Salah saji yang berupa penyalahgunaan aktiva kecurangan jenis ini biasanya disebut kecurangan karyawan (employee fraud). Salah saji yang berasal dari penyalahgunaan aktiva meliputi penggelapan aktiva perusahaan yang mengakibatkan laporan keuangan tidak disajikan sesuai dengan prinsip-prinsip akuntansi yang berlaku umum(ada baiknya karyawan mengikuti seminar frauddan seminar auditing). Penggelapan aktiva umumnya dilakukan oleh karyawan yang menghadapi masalah keuangan dan dilakukan karena melihat adanya peluang kelemahan pada pengendalian internal perusahaan serta pembenaran terhadap tindakan tersebut. Contoh salah saji jenis ini adalah penggelapan terhadap penerimaan kas, pencurian aktiva perusahaan, mark-up harga dan transaksi tidak resmi.

Contoh Kasus : Committee of Sponsoring Organizations of the Treadway Commission (COSO). Penelitian COSO menelaah hampir 350 kasus dugaan kecurangan pelaporan keuangan oleh perusahaan-perusahaan publik di Amerika Serikat yang diselidiki oleh SEC. Diantaranya adalah :
ü Kecurangan keuangan memengaruhi perusahaan dari semua ukuran, dengan median perusahaan memiliki aktiva dan pendapatan hanya di bawah $100juta.

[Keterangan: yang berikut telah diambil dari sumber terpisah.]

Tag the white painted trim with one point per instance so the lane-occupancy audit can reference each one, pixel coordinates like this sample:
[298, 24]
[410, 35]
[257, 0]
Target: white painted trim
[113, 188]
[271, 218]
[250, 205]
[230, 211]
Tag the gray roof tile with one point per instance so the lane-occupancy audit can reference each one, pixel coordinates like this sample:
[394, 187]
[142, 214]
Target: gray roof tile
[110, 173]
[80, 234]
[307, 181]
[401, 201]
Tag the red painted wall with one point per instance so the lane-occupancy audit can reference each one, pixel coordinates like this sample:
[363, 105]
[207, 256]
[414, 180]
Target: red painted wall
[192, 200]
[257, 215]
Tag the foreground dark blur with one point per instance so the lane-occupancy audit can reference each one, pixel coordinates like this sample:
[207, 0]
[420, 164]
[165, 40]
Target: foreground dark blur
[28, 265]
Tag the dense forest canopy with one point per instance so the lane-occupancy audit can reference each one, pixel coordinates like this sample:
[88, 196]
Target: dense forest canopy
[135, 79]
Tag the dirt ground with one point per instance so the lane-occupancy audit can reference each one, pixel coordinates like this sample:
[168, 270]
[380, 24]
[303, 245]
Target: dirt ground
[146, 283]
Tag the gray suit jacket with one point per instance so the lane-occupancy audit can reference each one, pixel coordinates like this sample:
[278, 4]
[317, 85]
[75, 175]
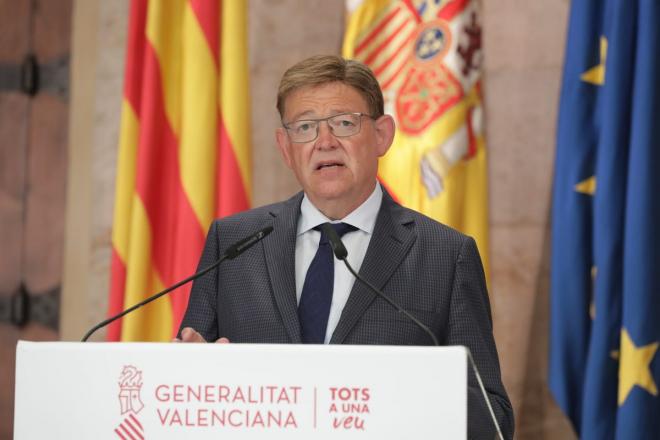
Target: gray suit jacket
[429, 269]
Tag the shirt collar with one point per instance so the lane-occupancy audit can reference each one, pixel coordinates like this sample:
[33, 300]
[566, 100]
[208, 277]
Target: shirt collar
[363, 217]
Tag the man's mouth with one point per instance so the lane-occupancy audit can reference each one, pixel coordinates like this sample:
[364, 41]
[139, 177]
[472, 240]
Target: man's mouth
[323, 165]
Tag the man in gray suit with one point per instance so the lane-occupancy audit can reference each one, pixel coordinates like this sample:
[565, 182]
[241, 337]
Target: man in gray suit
[333, 131]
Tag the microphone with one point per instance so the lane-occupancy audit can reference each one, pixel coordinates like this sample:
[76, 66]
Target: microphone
[232, 252]
[341, 253]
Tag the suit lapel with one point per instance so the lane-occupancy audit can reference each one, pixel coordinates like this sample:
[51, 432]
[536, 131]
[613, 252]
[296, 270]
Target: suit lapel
[388, 246]
[280, 260]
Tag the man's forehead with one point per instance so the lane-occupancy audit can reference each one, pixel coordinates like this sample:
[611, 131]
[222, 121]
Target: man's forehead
[324, 100]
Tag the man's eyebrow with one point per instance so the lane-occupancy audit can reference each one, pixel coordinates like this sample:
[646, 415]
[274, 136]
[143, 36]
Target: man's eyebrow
[310, 114]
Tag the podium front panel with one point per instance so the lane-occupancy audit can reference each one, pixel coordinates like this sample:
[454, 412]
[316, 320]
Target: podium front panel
[239, 391]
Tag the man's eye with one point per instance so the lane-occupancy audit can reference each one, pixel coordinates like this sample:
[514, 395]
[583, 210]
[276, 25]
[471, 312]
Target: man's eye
[303, 127]
[344, 122]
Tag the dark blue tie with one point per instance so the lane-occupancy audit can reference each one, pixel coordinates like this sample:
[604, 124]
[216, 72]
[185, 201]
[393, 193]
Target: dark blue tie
[316, 297]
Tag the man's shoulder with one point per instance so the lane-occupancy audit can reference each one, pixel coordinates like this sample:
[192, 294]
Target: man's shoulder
[428, 228]
[252, 220]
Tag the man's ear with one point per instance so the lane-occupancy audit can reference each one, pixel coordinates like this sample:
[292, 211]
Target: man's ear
[385, 129]
[284, 145]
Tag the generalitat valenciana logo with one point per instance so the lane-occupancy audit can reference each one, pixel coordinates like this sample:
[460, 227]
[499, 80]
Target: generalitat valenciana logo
[130, 384]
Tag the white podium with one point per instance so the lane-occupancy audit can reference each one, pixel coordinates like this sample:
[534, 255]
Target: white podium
[239, 391]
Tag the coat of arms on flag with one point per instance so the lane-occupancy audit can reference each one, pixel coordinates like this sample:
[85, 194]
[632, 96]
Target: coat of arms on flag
[427, 58]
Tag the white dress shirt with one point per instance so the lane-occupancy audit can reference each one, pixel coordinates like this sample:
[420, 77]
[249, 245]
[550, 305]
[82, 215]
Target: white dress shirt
[356, 242]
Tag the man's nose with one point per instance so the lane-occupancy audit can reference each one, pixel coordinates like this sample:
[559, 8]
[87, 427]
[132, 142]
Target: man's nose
[325, 138]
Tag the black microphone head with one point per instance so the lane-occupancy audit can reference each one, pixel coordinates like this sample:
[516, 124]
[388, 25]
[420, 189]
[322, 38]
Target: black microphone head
[238, 248]
[336, 244]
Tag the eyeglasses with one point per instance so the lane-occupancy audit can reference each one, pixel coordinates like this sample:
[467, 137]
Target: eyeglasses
[341, 125]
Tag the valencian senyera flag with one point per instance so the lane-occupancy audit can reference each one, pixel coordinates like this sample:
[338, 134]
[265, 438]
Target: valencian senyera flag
[605, 284]
[183, 153]
[427, 57]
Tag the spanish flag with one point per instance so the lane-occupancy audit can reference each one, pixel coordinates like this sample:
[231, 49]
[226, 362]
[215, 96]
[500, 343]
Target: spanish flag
[427, 58]
[184, 154]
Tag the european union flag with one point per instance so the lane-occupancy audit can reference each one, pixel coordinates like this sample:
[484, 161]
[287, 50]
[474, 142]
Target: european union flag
[605, 285]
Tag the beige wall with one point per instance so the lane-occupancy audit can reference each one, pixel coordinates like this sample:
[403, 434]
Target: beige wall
[523, 44]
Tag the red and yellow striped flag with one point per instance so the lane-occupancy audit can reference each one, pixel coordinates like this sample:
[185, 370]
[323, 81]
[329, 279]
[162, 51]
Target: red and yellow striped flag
[427, 57]
[183, 152]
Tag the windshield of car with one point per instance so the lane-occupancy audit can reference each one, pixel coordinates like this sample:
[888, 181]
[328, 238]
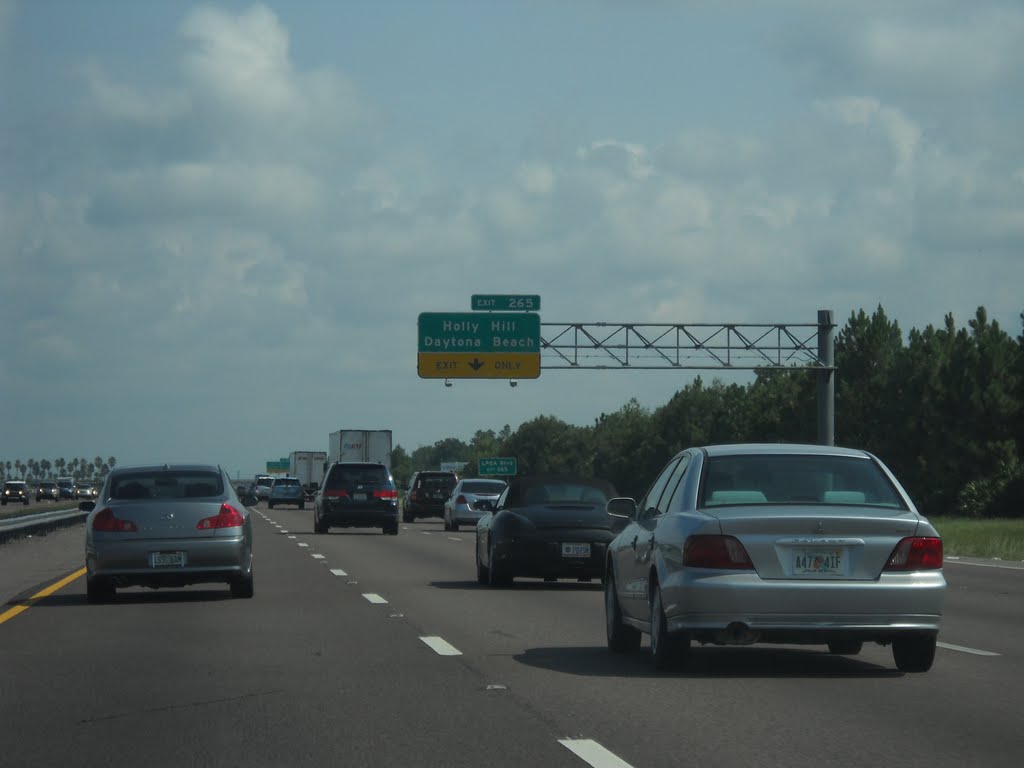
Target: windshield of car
[797, 479]
[483, 486]
[166, 484]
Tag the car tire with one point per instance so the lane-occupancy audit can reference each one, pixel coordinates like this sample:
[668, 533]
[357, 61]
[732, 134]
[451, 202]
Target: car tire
[242, 587]
[482, 577]
[845, 647]
[914, 653]
[497, 576]
[622, 638]
[666, 650]
[98, 591]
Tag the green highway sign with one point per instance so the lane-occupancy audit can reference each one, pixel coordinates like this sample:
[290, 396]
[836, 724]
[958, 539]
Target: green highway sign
[497, 466]
[506, 302]
[461, 333]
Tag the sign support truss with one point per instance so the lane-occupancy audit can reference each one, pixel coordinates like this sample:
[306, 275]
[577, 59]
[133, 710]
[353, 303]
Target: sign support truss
[735, 346]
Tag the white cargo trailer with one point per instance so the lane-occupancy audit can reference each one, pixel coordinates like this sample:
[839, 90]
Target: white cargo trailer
[308, 467]
[360, 445]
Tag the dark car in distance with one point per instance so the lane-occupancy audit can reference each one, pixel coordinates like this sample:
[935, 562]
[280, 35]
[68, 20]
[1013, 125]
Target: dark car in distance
[428, 489]
[47, 491]
[551, 526]
[358, 495]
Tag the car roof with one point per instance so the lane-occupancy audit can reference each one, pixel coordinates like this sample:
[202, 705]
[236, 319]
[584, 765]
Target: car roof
[779, 449]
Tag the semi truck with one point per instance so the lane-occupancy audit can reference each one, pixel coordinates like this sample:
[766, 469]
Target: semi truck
[308, 467]
[360, 445]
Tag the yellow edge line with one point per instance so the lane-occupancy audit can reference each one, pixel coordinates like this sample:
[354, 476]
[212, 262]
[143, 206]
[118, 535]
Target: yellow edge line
[11, 612]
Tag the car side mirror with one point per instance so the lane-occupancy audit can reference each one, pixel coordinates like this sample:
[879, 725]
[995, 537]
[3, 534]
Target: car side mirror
[622, 507]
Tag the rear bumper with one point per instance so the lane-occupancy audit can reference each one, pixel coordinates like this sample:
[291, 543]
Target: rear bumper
[127, 563]
[787, 610]
[545, 560]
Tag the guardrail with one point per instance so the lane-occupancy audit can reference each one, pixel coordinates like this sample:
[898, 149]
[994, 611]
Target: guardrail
[39, 522]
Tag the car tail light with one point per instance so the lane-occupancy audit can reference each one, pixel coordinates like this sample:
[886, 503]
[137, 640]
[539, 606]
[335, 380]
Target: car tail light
[916, 553]
[228, 518]
[107, 520]
[716, 552]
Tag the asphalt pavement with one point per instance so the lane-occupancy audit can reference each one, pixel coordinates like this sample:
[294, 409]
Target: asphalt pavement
[361, 649]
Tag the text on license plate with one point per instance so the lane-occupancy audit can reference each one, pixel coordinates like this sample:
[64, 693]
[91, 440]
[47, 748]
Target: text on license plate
[828, 561]
[576, 550]
[167, 559]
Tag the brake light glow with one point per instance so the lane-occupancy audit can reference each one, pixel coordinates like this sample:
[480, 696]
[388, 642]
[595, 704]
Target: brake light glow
[716, 552]
[107, 520]
[227, 518]
[916, 553]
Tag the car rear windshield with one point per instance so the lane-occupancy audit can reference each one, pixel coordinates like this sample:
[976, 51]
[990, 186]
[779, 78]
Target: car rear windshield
[436, 482]
[483, 486]
[347, 475]
[797, 479]
[167, 484]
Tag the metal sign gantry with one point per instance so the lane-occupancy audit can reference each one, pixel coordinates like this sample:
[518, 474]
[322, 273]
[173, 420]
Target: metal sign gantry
[736, 346]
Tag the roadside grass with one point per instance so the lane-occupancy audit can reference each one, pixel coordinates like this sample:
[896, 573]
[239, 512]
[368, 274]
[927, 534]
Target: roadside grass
[1000, 540]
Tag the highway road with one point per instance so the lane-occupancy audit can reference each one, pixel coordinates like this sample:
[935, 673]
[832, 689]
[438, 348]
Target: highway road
[361, 649]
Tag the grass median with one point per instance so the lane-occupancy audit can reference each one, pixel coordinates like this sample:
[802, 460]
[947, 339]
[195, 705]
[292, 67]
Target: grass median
[962, 537]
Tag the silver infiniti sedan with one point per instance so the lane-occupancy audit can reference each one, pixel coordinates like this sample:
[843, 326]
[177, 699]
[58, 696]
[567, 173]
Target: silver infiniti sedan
[742, 544]
[167, 525]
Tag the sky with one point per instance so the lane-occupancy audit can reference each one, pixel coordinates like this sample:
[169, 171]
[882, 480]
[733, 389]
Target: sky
[219, 222]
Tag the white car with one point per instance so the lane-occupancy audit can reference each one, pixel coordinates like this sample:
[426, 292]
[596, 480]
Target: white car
[470, 500]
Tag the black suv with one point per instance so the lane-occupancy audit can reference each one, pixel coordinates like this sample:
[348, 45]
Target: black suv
[427, 493]
[356, 495]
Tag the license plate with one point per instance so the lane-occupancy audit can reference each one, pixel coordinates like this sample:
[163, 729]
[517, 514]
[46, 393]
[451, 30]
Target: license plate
[576, 550]
[167, 559]
[819, 562]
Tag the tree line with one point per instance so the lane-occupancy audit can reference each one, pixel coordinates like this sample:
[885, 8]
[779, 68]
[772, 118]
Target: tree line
[940, 407]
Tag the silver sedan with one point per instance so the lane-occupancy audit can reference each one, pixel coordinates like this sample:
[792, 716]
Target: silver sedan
[167, 525]
[470, 500]
[775, 544]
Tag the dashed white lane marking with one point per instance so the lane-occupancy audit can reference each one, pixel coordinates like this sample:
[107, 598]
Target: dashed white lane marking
[441, 647]
[956, 561]
[964, 649]
[592, 753]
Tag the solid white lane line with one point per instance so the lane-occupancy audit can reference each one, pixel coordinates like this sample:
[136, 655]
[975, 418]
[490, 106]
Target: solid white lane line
[441, 647]
[592, 753]
[965, 649]
[954, 561]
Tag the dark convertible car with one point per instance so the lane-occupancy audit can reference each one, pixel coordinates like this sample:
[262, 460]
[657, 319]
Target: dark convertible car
[553, 526]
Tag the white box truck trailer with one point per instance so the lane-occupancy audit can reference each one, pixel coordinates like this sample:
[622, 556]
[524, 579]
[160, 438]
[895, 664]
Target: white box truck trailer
[308, 467]
[360, 445]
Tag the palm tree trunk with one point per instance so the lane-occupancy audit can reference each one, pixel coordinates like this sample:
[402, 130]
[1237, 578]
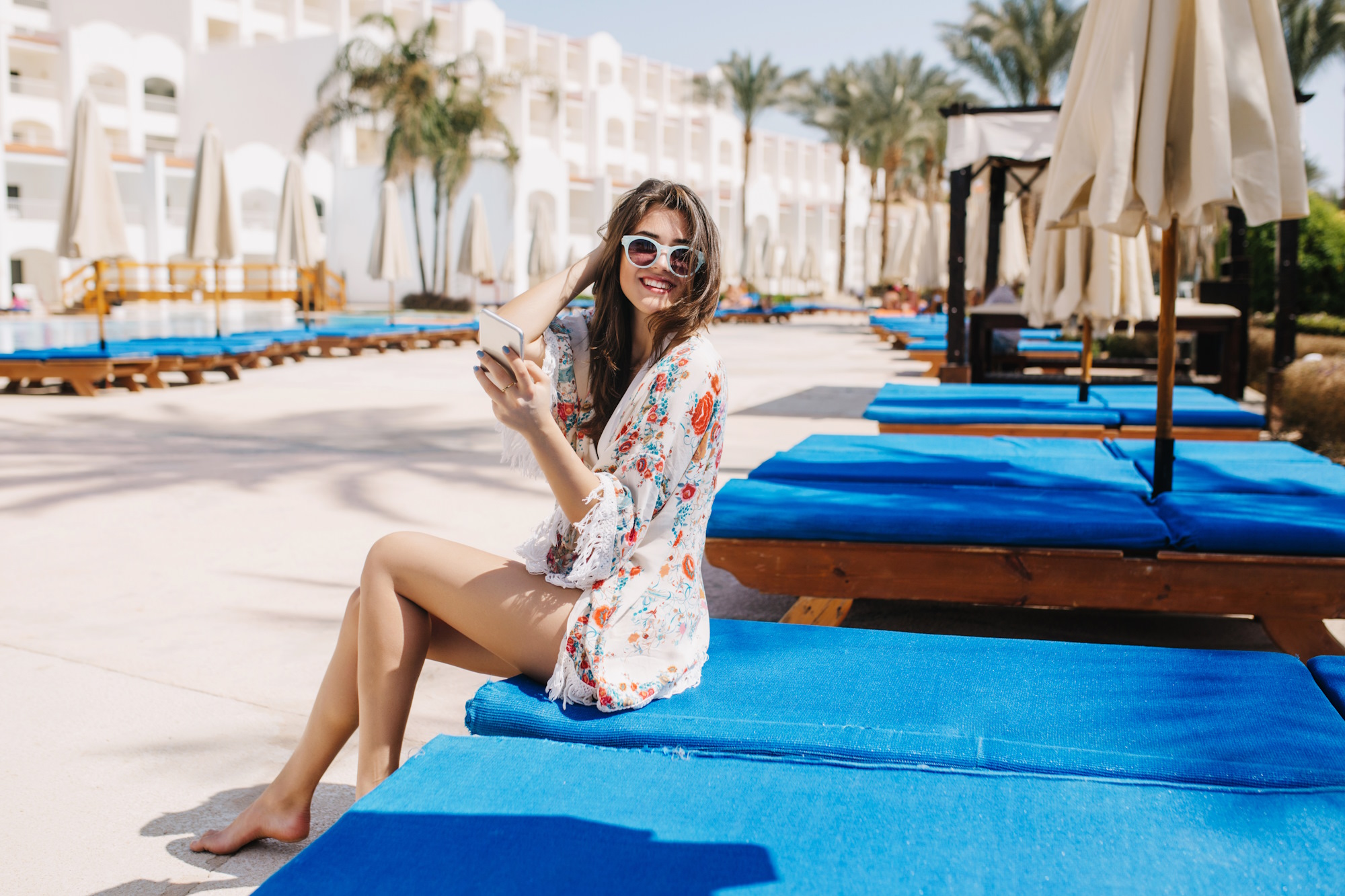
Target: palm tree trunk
[747, 161]
[420, 249]
[845, 181]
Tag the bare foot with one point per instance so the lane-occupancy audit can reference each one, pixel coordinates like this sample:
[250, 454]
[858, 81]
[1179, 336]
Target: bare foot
[267, 817]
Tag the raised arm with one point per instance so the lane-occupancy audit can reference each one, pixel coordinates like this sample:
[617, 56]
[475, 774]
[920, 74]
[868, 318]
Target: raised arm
[536, 309]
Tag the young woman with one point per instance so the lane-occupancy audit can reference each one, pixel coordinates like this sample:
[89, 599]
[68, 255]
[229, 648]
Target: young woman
[622, 411]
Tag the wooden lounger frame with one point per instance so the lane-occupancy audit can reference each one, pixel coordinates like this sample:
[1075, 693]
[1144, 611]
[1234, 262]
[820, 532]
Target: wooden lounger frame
[81, 374]
[1289, 595]
[1074, 431]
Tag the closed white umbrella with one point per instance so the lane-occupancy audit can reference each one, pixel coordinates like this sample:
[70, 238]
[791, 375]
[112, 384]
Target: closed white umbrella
[212, 231]
[541, 255]
[475, 257]
[809, 271]
[1172, 108]
[299, 240]
[389, 259]
[92, 222]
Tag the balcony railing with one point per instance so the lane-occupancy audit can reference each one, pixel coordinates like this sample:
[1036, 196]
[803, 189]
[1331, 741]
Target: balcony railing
[33, 87]
[108, 93]
[154, 103]
[33, 209]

ü Berita mengenai investigasi SEC atau Departemen Kehakiman mengakibatkan penurunan tidak normal harga saham rata-rata 7,3 persen.
ü Dua puluh enam persen dari perusahaan-perusahaan yang terlibat dalam kecurangan mengganti auditor selama periode yang diteliti dibandingkan dengan hanya 12 persen dari perusahaan-perusahaan yang tidak terlibat.